Inside Oxford with Alison Boulton

The night before you go on holiday – you wish you weren’t. You rush around, clearing the fridge. What is that, right at the back? Believe me, you don’t want to know.

Out it goes, to make its own way in the world. You’ve harboured it long enough. It’s on its own.

You zoom around with the hoover. After all, with friends using the house, you can’t expect them to adhere to the same standards of fluff familiar to you.

And then there’s the dog. Dammit. Where’s her Pet’s Passport? Why’s it not with ours? I could have sworn… A fevered search later, it’s in the car, and full speed ahead to the kennels. It’s a holiday, but not the one she was expecting.

The children are sad. Why’s the dog not coming with us? They were looking forward to her running about madly after anything moving in the long grass. Her tireless questing is a joy to herself.

Yet her attentions are not always welcome – especially if you’re in a grassy, low-lying clinch, or your picnic sausage is unexpectedly abducted.

No chance of that now. She’s in the cooler.

You try to palm off watering the garden to a child. They neatly sidestep the task with a compelling World Cup plea.

You melt. Of course – after all, you’d be watching yourself if you didn’t have basins to Jif.

Then there’s the packing. Six pairs of socks but you almost forget your toothbrush.

Shorts but no waterproof – and surely it won’t be that cool after sunset. Do you really need to pack a woolly jumper?

The answer, invariably, is – yes.

How hard can it be to grasp the reality of location?

An ambulance driver told me once that a whistle and a box of matches in a plastic bag can save your life.
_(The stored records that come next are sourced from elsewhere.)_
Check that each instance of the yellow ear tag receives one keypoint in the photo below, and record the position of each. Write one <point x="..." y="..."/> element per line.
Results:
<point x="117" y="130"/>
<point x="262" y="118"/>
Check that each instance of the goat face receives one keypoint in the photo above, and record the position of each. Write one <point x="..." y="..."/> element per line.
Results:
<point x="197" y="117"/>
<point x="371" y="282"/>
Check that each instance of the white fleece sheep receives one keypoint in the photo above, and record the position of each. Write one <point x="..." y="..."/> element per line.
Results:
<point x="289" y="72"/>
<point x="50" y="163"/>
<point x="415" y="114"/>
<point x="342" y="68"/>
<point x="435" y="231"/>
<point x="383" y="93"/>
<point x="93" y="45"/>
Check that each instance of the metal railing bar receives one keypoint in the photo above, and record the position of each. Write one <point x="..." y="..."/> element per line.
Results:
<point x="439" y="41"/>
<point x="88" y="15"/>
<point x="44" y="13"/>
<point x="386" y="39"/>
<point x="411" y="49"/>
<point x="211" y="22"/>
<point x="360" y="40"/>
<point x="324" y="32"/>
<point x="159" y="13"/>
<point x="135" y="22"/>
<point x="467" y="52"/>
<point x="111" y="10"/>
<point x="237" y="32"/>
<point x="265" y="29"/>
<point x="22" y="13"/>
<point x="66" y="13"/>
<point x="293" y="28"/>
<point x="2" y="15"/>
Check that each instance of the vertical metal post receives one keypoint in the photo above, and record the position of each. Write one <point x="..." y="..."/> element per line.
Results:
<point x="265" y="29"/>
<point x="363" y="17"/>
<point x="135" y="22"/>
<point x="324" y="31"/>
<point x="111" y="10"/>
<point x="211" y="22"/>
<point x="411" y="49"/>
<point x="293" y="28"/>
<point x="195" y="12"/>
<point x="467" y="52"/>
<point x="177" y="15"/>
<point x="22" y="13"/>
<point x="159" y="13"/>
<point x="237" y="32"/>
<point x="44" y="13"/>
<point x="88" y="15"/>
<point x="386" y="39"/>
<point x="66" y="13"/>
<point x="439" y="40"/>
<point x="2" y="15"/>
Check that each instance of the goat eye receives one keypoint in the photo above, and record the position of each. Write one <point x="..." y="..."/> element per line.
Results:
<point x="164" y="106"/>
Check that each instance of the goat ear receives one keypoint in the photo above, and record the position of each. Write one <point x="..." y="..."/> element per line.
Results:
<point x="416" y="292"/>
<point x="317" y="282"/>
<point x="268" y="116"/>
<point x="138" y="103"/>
Yet do I take any notice? No. I immediately forget what’s really proved useful – resistant to experience. That goes for planning ahead too.

Although you swear each time you return and unpack that you’ll keep a core case for fast flight – I find I never do.

Everything gets dispersed again, and the lassoing roundup happens again, year after year: a ritual you long to escape yet never apply the wisdom you know makes sense.

So, as the taps are turned, the doors shut and the appliances checked one last time, in case they miraculously come to life the moment you leave the premises, we move towards the car – a cavalcade of bags, iPods and eagerness: this is what we long for each summer, and when we arrive at our destination… Well, it’s magic isn’t it? And then we remember the dog.